The doctrine of adverse possession discourages disuse of property. According to the doctrine, if property was abandoned, and someone else "squatted" on it for a number of years, the squatter could gain control over the land. If the squatter abandons the property for a period, or if the rightful owner effectively removes the squatter's access even temporarily during the statutory period, or gives his permission, the squatter loses the benefit of that possession. If that squatter later retakes possession of the property, that squatter must, in order to acquire title, remain on the property for a full statutory period after the date on which the squatter retook possession. However, one squatter may pass along continuous possession to another squatter, known as "tacking", until the adverse possession period is complete. In the United States, squatting laws vary from state to state and city to city.

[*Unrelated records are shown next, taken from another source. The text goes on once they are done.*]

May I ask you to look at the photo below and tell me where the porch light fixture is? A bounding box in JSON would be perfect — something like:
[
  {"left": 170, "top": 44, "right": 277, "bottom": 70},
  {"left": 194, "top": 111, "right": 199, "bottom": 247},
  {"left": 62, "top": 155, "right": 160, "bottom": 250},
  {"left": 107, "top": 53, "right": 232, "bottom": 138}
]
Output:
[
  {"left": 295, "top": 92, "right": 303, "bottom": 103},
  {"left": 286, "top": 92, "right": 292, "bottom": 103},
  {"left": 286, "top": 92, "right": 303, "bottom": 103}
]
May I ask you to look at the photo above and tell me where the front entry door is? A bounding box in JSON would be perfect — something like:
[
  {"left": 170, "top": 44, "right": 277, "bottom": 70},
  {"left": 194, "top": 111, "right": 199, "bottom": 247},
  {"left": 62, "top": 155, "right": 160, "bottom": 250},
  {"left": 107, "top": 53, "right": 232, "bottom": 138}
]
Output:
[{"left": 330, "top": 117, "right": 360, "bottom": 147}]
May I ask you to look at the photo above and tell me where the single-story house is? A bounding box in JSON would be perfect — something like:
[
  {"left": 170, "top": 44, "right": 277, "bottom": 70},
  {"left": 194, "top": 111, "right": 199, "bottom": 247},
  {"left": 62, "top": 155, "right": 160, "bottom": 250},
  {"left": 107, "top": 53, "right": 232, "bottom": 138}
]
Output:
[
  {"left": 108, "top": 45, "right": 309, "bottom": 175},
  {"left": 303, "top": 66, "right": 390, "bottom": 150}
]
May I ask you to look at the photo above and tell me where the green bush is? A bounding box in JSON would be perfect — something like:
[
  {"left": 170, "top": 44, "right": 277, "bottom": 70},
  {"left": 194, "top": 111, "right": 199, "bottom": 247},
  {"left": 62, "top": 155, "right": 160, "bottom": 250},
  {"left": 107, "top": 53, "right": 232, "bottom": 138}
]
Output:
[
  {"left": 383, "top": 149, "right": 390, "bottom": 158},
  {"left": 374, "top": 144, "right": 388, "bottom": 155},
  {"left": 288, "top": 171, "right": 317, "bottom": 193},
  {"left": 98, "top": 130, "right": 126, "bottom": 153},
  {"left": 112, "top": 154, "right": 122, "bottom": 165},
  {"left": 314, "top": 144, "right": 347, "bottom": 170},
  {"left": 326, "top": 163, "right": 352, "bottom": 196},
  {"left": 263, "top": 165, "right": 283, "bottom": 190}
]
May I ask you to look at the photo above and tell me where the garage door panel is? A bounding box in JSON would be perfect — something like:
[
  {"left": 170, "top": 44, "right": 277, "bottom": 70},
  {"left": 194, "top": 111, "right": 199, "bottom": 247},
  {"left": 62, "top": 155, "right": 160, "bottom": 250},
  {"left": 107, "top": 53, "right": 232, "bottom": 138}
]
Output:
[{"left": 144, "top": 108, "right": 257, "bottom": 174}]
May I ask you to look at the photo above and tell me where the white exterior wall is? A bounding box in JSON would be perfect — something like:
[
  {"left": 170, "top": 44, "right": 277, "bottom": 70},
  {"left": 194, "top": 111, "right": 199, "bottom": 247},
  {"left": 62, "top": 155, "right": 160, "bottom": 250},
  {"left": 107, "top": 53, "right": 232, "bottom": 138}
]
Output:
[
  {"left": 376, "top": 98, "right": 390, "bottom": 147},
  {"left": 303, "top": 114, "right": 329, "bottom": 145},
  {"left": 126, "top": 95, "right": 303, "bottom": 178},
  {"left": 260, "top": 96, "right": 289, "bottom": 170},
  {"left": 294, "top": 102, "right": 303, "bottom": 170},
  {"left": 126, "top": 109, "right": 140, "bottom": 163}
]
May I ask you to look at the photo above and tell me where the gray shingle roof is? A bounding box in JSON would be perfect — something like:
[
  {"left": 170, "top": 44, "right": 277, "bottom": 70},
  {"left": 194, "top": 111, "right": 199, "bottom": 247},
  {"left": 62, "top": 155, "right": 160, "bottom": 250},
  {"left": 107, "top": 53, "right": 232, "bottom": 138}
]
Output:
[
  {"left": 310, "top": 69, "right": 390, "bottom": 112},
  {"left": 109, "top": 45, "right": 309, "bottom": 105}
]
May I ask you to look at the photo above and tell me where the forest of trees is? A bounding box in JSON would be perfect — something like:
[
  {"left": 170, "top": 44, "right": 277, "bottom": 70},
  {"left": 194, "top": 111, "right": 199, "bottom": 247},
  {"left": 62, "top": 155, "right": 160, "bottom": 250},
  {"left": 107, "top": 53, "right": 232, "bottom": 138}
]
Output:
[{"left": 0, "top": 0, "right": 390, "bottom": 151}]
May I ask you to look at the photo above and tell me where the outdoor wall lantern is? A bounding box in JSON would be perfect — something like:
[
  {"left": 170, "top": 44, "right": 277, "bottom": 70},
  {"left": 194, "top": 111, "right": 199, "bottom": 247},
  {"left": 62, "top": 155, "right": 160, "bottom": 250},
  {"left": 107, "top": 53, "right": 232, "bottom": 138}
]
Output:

Sadly, the folks contemplating squatting usually are not that astute or smart - but likely have drug or alcohol or mental illness problems. Most "squats" are abandoned houses or buildings that are not up-to-code nor safe or desirable places to live. Still others subscribe to weird "tax protester" or "sovereign nation" sites and philosophies, and call attention to themselves by filing bogus "adverse possession deeds" with the county clerk's office - which often serves to alert law enforcement and gets their ass tossed out - and into jail (well, at least now they have three hots, a squat, and a cot!):
So in July 2011, after looking around, the couple found a suitable home in Granby, changed the locks and moved in. (The owner had let the property go into foreclosure and moved to Hawaii.)
This worked out fine for Bruno and Gutierrez-Vite until October 2011, when, based on further advice from their consultant, they prepared and recorded a document they called "Affidavit of Adverse Possession." The Fraser/Winter Park Police Department got wind of this document and, on Oct. 26, paid a visit to the property.
The police gave the couple a week to move out. When they didn't, the police changed the locks and posted "no trespassing" and "no occupancy" signs at the property.
Instead of moving out, the couple recorded other creative, bogus documents they thought would further their claim to a right to possess the property. Not surprisingly, their arrests followed.
At his trial, Bruno tried to defend himself by arguing that the law of adverse possession allowed him to do what he did. The trial judge quickly concluded this was nonsense and refused to allow this defense to be presented to the jury.